Britain’s Foreign secretary has come under fire after he claimed he “wasn't aware” of Ireland’s position on Brexit negotiations.
Boris Johnson made the comment during a joint press conference with the Minister for Foreign Affairs Simon Coveney at Iveagh House in Dublin this morning.
The conference highlighted the gulf that remains between the two Governments on a number of issues – including what agreements are required before Brexit talks move on to the next stage.
Warning that a sense of “jumping into the dark” remains when it comes to Brexit, Minister Coveney again insisted that “very serious issues” need to be resolved regarding the Irish border, the Good Friday Agreement and the peace process.
After Mr Johnson reiterated his call for talks to move on to Britain’s future trading relationship with the EU, Minister Coveney said: “Yes we all want to move on to phase two but we are not in place right now that allows us to do that.”
“From an Irish perspective, there is a sense of jumping into the dark here,” he said. “We understand the aspirations for where everybody wants to go; but we don’t have the clarity or the certainty or the credibility that helps us to believe we can get that done.”

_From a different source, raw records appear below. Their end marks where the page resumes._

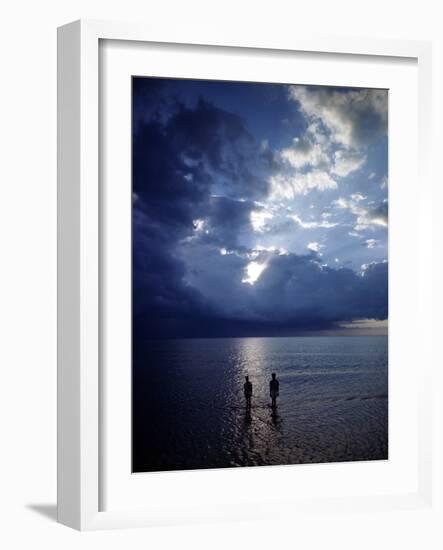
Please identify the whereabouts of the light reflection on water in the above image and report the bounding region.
[133,337,388,471]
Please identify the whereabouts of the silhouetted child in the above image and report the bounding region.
[269,372,280,409]
[243,376,252,409]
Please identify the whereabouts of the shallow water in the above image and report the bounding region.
[133,336,388,472]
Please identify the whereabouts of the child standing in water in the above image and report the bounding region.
[269,372,280,409]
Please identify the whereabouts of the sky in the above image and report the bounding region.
[132,77,388,338]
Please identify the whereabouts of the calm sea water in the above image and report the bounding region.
[133,336,388,472]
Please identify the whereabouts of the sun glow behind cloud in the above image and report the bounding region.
[242,262,266,285]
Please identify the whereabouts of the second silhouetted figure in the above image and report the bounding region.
[269,372,280,409]
[243,376,252,409]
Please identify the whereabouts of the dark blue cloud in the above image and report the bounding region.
[133,79,388,338]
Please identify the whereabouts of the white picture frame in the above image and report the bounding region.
[58,21,434,530]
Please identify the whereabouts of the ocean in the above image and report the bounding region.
[132,336,388,472]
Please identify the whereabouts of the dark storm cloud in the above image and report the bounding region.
[133,89,272,336]
[133,79,387,337]
[250,253,387,325]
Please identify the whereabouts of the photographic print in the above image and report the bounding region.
[132,77,388,472]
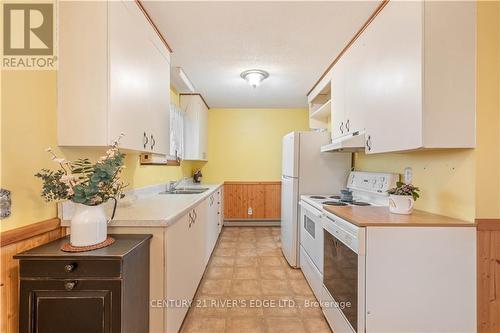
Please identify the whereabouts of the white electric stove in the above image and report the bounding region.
[300,171,399,332]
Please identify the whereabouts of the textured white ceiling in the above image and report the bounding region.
[144,1,378,108]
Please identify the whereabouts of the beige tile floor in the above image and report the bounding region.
[181,227,331,333]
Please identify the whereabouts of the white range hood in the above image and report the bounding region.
[321,132,365,153]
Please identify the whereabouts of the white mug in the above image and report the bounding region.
[389,194,415,214]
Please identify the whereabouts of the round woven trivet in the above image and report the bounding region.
[61,237,115,252]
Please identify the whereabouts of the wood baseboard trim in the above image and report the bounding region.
[476,219,500,231]
[0,217,61,247]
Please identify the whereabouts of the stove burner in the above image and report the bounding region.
[323,201,347,206]
[351,201,371,206]
[309,195,326,199]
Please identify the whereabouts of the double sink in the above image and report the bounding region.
[160,187,208,194]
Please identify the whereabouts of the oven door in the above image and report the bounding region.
[323,218,364,332]
[300,201,324,273]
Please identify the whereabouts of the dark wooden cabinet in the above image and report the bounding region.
[14,235,151,333]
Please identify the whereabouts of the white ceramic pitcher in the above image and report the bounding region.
[70,198,116,246]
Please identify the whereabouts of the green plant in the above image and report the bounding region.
[388,182,420,201]
[35,134,127,206]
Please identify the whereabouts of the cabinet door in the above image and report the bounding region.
[180,95,200,160]
[364,1,424,153]
[108,1,150,151]
[19,280,121,333]
[166,212,200,332]
[147,28,170,154]
[205,193,219,264]
[192,200,209,283]
[199,104,208,160]
[331,57,346,139]
[343,34,371,134]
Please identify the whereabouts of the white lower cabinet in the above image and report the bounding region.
[108,188,222,333]
[166,200,208,332]
[205,190,221,264]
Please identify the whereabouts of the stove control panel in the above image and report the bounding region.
[347,171,399,194]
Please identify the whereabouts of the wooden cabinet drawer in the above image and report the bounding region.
[19,259,121,279]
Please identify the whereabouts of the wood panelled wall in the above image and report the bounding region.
[0,219,66,333]
[224,181,281,221]
[477,219,500,333]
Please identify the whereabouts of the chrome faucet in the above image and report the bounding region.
[167,178,186,192]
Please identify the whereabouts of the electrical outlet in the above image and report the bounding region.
[404,167,413,184]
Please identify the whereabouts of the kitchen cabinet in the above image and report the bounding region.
[358,2,476,154]
[179,94,208,161]
[205,189,222,265]
[15,235,151,333]
[316,1,476,154]
[166,200,208,332]
[58,1,170,154]
[108,187,223,332]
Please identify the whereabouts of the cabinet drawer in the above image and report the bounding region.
[19,259,121,279]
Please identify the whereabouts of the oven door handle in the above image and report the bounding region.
[299,201,324,219]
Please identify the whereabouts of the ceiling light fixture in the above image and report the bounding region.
[240,69,269,88]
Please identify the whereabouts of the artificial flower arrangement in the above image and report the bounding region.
[388,182,420,214]
[35,134,127,246]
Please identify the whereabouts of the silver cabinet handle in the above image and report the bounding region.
[64,281,76,291]
[151,134,156,150]
[64,264,76,273]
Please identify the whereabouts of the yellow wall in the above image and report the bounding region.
[476,1,500,218]
[0,71,192,231]
[355,150,475,221]
[355,1,500,220]
[203,109,309,182]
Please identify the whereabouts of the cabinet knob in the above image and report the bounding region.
[64,281,76,291]
[64,264,76,273]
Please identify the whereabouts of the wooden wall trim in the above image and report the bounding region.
[307,0,389,96]
[224,180,281,185]
[135,0,173,53]
[476,219,500,231]
[179,93,210,109]
[0,217,61,247]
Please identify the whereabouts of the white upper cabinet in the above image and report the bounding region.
[318,1,476,153]
[179,94,208,161]
[58,1,170,154]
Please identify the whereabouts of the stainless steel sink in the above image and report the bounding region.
[160,187,208,194]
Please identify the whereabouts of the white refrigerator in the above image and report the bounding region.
[281,132,352,267]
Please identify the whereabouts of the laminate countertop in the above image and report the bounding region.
[323,205,476,227]
[59,184,222,227]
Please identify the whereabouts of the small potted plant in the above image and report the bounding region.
[389,182,420,214]
[35,134,126,247]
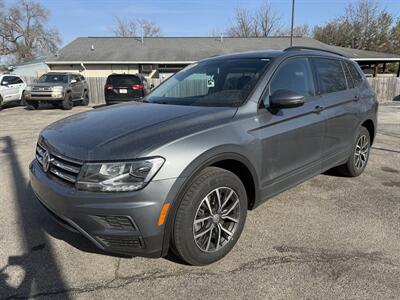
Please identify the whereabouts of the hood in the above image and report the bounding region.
[40,102,237,161]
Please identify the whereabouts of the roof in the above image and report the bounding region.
[46,37,400,64]
[13,57,46,68]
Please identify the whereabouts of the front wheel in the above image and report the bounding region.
[172,167,247,266]
[338,127,371,177]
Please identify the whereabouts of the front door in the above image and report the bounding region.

He then repeated his assertion that the appropriate timetable for the Brexit process is “closer to four or five years than it is to two” – much to the surprise of Mr Johnson.
Asked for his reaction, the Foreign Secretary said: "Well I must confess that I wasn't aware of the proposal from Simon for such a long transitional period.”
"But I think I understand the sentiment behind it which is that everybody wants to have the maximum possible reassurance. I think it's possible to do that within a much shorter timescale."
His apparent ignorance of the Irish position sparked anger in the UK - with one Labour source branding it a "blunder" that showed he was "simply not up to the job."
A member of Britain’s Foreign Affairs Committee, Chris Bryant said it was "inconceivable" Mr Johnson did not know or had not been briefed on Ireland's position.
Meanwhile, Open Britain supporter Ben Bradshaw said: "It is astounding that Boris Johnson was unaware of the Irish government's position; given Ireland's central importance in the Brexit talks.”
"Not only does Mr Johnson fail to read his official briefs, he clearly doesn't read the newspapers,” he said.
"His cavalier and slapdash approach is typical of this Government's amateurish and damaging approach to Brexit."
No one wants to see a hard border says Boris pic.twitter.com/85xntNhZ4i
— Sean Defoe (@SeanDefoe) November 17, 2017
Mr Johnson did insist that Britain remained firmly opposed to a return to a hard border, but again failed to provide any concrete detail on how that may be achieved.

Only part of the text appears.